(Ez 34; Offb 7, 9.14b-17; Joh 10, 27–30)
Liebe Schwestern und Brüder,
es ist erstaunlich, dass man in der Osterzeit keine einzige Lesung aus dem 1. Testament zu hören bekommt. Fast scheint es, als gäbe es im 1. Testament keine hoffnungsvollen Texte über den Tod hinaus. Dabei ist das mitnichten so, wie schon ein Blick in das Buch der Psalmen zeigt.
Und natürlich gibt es auch für den heutigen „Gute Hirte Sonntag“ im 1. Testament Texte vom guten Hirten „Gott“, wie wir bei Ezechiel im Kapitel 34 gehört haben. Offensichtlich hatten schon immer gerade jene große Mühe ihrer Verantwortung gerecht zu werden, die sich gerne „Hirten“ nannten bzw. waren, religiös wie politisch. Ezechiel 34 liest sich wie eine Abrechnung mit Hirten, die ihre Macht vor allem für sich selbst missbrauchten, denen an den ihnen Anvertrauten nicht wirklich etwas lag. Kein Wunder, dass die Menschen aller Zeiten von Hirten träumten, die wirklich gut waren und es auch radikal gut meinten. Doch bis heute gibt es zu viele Menschen, die schlechte Hirten in große Bedrängnis brachten, ja die nie zu einem menschenwürdigen Leben finden durften. Man müsste für sie einen Himmel erfinden, der ihnen gibt, wonach sie sich ein Leben lang vergeblich gesehnt hatten.
Die Vision des Johannes aus dem Buch der Offenbarung ist ein österlicher Zukunftstraum für alle Menschen, die aus den großen Bedrängnissen des Lebens kommen. Da geht es natürlich nicht nur um verfolgte und bedrängte Christen, sondern um eine große Schar aus allen Nationen und Stämmen, Völkern und Sprachen (Offb 7,9). Gott ist kein Gott, der nur einer Gruppe gehört. Nein, er ist der Gute Hirte aller Menschen und Geschöpfe. Schließlich sind sie alle seine geliebten Kinder. Er will, dass niemand aus seiner himmlischen Zukunft ausgeschlossen ist, schon gar nicht jene, denen das Leben und schlechte Hirten übel mitgespielt hatten.
„Das Lamm“ in dem Text ist kein beängstigendes Symbol, sondern eine Zuspitzung des Guten Hirten, der trösten, Tränen abwischen und erfülltes Leben schenken möchte.
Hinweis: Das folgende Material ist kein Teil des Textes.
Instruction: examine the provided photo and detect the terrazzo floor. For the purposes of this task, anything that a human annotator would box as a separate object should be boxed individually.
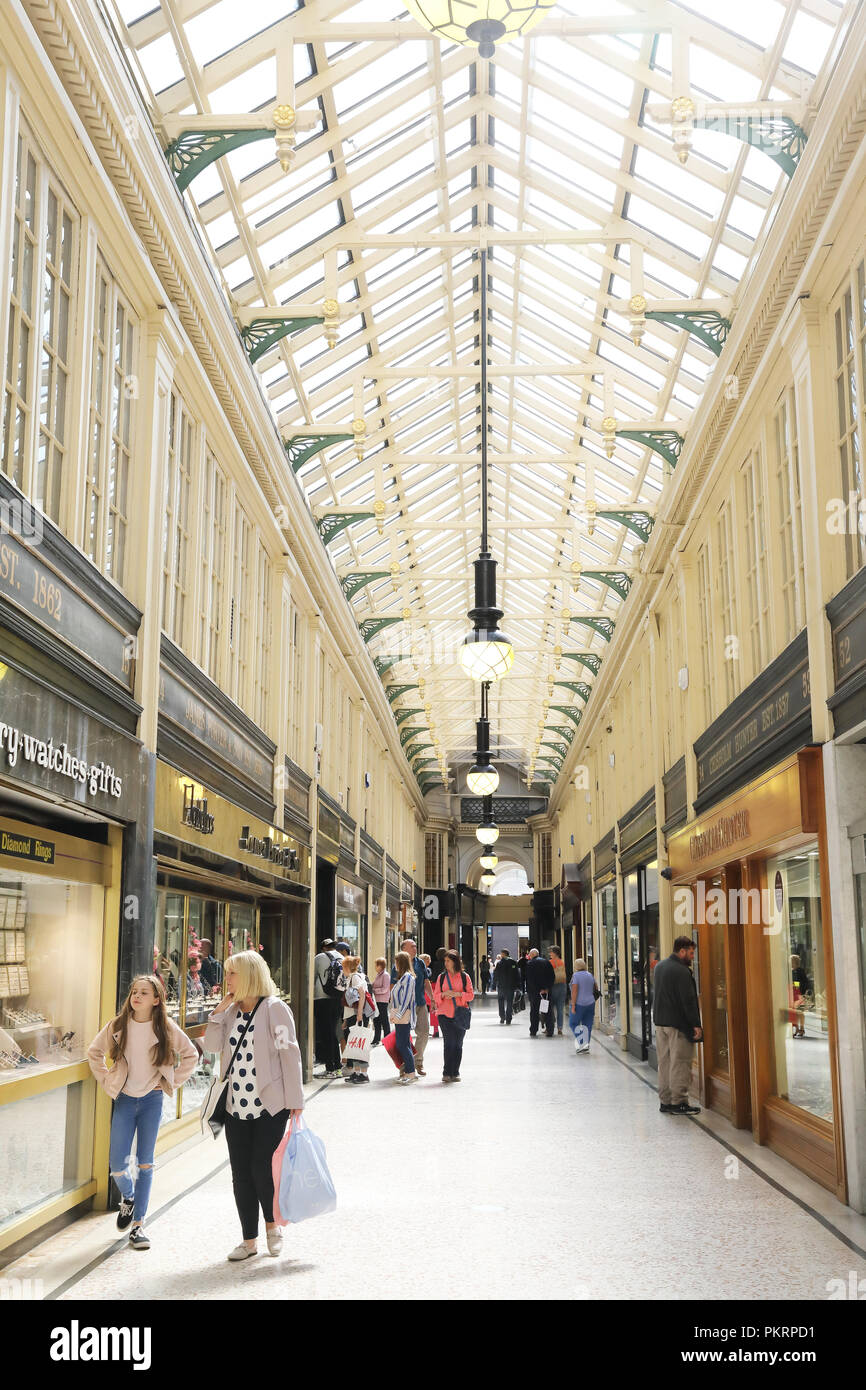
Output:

Dieses Lamm, das den Auferweckten symbolisiert, hat zu irdischen Lebzeiten vorgelebt, was Gute-Hirte-Sein bedeutet. Denn er wollte zwar auch eine kraftvolle, österliche und tröstliche Zukunft für alle über den Tod hinaus. Vor dem Tod aber hat er alles getan, um auch ein lebenswertes, irdisches Leben zu ermöglichen und darin die Nähe Gottes, Reich Gottes genannt, anzusagen und erfahrbar zu machen.
Das bleibt Aufgabe für alle, die sich, so gut sie können und im Blick auf den Guten Hirten, darum bemühen, selber eine gute Hirtin, ein guter Hirt, zu sein – ob nun als Mutter oder Vater, als Bruder oder Schwester, als Freundin oder Freund, als Geliebte oder Geliebter oder als was und wer auch immer. Sie alle sind in jedem Fall dann Sakramente des Guten Hirten. Amen.